Ce dernier point mérite qu’on s’y arrête. À l’heure où la génération de contenus IA devient triviale, la capacité à en évaluer la qualité devient une compétence décisive. Les organisations qui ne la développent pas risquent de gagner du temps d’un côté et d’en perdre en qualité de l’autre.

Les RH face à une transformation à double niveau

Les ressources humaines occupent une position singulière dans cette transition. Elles sont à la fois l’une des fonctions les plus exposées à la transformation, et l’une des plus stratégiques pour l’accompagner.

📌 Ce que l’IA fait déjà éclore dans les métiers RH
Les données RH, volumineuses et non structurées (entretiens, comptes rendus, évaluations), constituent un terrain naturellement fertile pour les IA génératives. Parmi les cas d’usage qui se déploient aujourd’hui :
Automatisation des questions fréquentes : IBM estime que 90 % des questions RH courantes sont désormais traitées via chatbot interne
Prédiction du turnover : des systèmes déployés au Japon atteignent 83,7 % de précision dans l’identification des risques de démission
Recrutement à grande échelle : Unilever a réduit son temps de recrutement de 75 % grâce à des entretiens vidéo conduits par IA, avec des retours candidats significativement plus rapides
Prévention des risques : sur chantier, des outils d’analyse vidéo permettent déjà d’identifier en temps réel les situations dangereuses

De l’autre côté, vos équipes RH vont devoir s’approprier un cadre réglementaire qui se resserre. L’AI Act, désormais en cours d’application, définit des niveaux de risque et impose des obligations concrètes. Un outil de sélection de CV mal entraîné engage la responsabilité du déployeur, pas seulement du fournisseur. Vous ne pouvez plus déléguer ce sujet à la DSI. Vous en devenez co-responsables.

C’est pourquoi nous voyons se déployer dans les organisations des binômes RH/IT chargés de piloter conjointement les transformations IA. Une structure qui reflète ce que ce sujet est vraiment : pas un sujet technique, pas un sujet humain, mais les deux à la fois.

Ce que tout cela ouvre comme possibilités

L’impact de l’IA sur l’emploi n’est ni uniforme ni figé. Il prend la forme que les organisations lui donnent, au rythme qu’elles choisissent. Ce qui est certain, c’est que la vitesse de déploiement de ces technologies n’a pas d’équivalent dans les transitions précédentes.
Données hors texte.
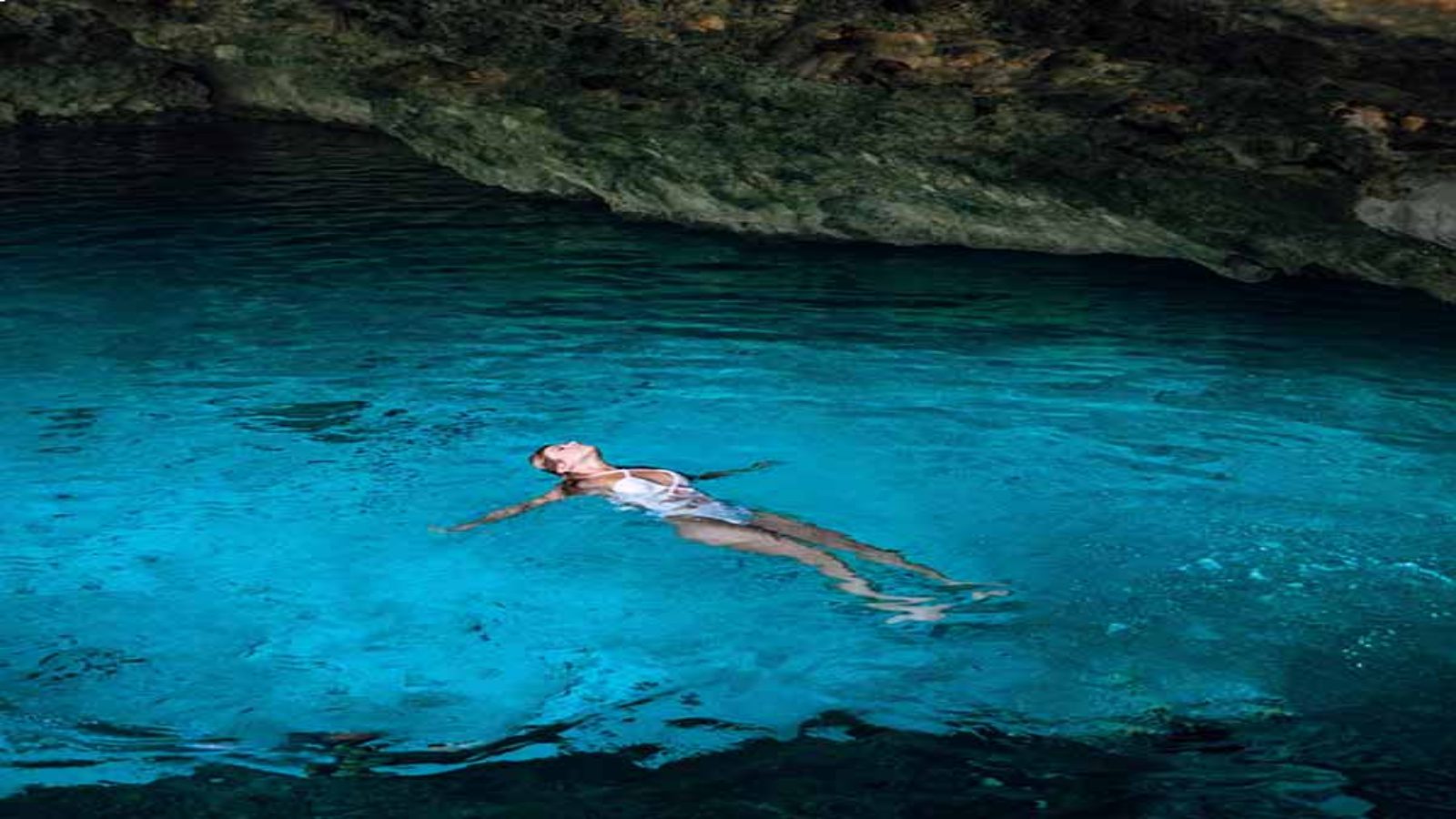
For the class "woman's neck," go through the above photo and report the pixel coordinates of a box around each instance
[562,459,617,480]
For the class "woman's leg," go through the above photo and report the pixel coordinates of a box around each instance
[667,518,929,603]
[750,511,996,583]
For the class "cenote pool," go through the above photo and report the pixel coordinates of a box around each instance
[0,124,1456,814]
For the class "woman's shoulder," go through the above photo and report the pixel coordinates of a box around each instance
[621,466,689,484]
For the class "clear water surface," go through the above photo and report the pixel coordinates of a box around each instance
[0,126,1456,790]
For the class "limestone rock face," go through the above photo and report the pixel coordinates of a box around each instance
[0,0,1456,300]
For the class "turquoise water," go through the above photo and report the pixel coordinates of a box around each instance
[0,126,1456,790]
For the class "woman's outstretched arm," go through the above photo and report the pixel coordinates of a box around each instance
[430,484,566,532]
[687,460,782,480]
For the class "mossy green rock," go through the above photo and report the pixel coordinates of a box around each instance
[0,0,1456,300]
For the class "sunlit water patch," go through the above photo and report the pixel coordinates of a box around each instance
[0,126,1456,787]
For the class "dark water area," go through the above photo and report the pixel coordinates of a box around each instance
[0,124,1456,816]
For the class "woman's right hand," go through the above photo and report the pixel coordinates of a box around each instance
[430,523,479,535]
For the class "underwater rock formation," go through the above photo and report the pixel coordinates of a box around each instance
[0,0,1456,300]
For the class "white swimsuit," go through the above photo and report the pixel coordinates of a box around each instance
[591,470,753,525]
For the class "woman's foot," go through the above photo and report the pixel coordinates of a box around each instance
[866,603,951,625]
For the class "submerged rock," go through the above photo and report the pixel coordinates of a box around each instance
[0,0,1456,298]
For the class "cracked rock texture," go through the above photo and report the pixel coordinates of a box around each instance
[0,0,1456,300]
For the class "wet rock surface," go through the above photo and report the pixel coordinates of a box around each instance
[0,0,1456,298]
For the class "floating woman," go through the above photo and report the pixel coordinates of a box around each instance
[431,440,1009,622]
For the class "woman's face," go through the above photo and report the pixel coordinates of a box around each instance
[541,440,597,475]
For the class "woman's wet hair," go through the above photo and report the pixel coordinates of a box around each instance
[526,443,556,472]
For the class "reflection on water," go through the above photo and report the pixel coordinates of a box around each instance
[0,126,1456,804]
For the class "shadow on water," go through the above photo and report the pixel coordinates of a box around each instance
[0,699,1456,819]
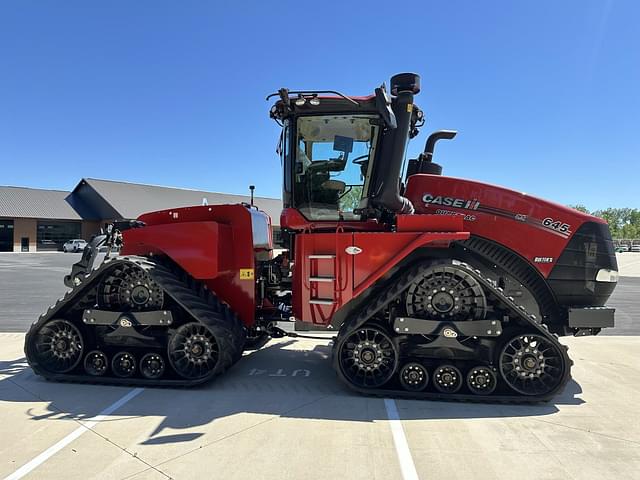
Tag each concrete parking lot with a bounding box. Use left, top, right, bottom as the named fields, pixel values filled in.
left=0, top=254, right=640, bottom=480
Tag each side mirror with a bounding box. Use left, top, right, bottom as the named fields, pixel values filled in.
left=422, top=130, right=458, bottom=162
left=376, top=83, right=398, bottom=130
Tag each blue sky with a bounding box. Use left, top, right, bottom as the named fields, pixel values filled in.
left=0, top=0, right=640, bottom=209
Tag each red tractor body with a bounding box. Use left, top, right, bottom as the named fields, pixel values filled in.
left=25, top=74, right=618, bottom=402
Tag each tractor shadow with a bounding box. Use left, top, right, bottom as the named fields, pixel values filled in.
left=0, top=339, right=584, bottom=445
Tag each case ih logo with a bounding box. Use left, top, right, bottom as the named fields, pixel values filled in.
left=422, top=193, right=480, bottom=210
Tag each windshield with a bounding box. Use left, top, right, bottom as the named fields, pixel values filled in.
left=294, top=115, right=379, bottom=220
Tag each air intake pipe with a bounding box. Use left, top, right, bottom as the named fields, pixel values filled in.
left=371, top=73, right=420, bottom=214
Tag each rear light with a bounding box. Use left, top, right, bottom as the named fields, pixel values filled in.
left=596, top=268, right=618, bottom=283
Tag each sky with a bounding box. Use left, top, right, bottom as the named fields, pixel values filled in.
left=0, top=0, right=640, bottom=210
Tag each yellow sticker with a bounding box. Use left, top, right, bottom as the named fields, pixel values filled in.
left=240, top=268, right=253, bottom=280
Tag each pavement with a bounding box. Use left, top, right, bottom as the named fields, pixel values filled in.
left=0, top=249, right=640, bottom=480
left=0, top=333, right=640, bottom=480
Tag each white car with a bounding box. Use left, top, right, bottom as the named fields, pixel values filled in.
left=62, top=238, right=87, bottom=252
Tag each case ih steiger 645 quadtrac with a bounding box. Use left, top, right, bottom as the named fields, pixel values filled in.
left=25, top=74, right=617, bottom=402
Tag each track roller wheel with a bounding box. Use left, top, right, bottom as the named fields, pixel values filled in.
left=140, top=353, right=164, bottom=380
left=400, top=362, right=429, bottom=392
left=84, top=350, right=109, bottom=377
left=168, top=322, right=220, bottom=380
left=34, top=320, right=84, bottom=373
left=338, top=325, right=398, bottom=388
left=111, top=352, right=136, bottom=378
left=467, top=365, right=498, bottom=395
left=433, top=365, right=462, bottom=393
left=498, top=333, right=567, bottom=395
« Le problème principal, c’est que ça va beaucoup plus vite que ce qu’on a connu. L’adoption de ChatGPT est sans commune mesure avec tout ce qu’on a pu voir jusqu’à présent. »Arthur Souletie, directeur général de Veltys

Mettre à jour les référentiels de compétences, développer la capacité à encadrer des agents IA, outiller vos équipes RH sur les enjeux réglementaires : ces trois chantiers ne sont plus optionnels. Ils dessinent ce que signifie, concrètement, nourrir dès aujourd’hui les compétences de demain.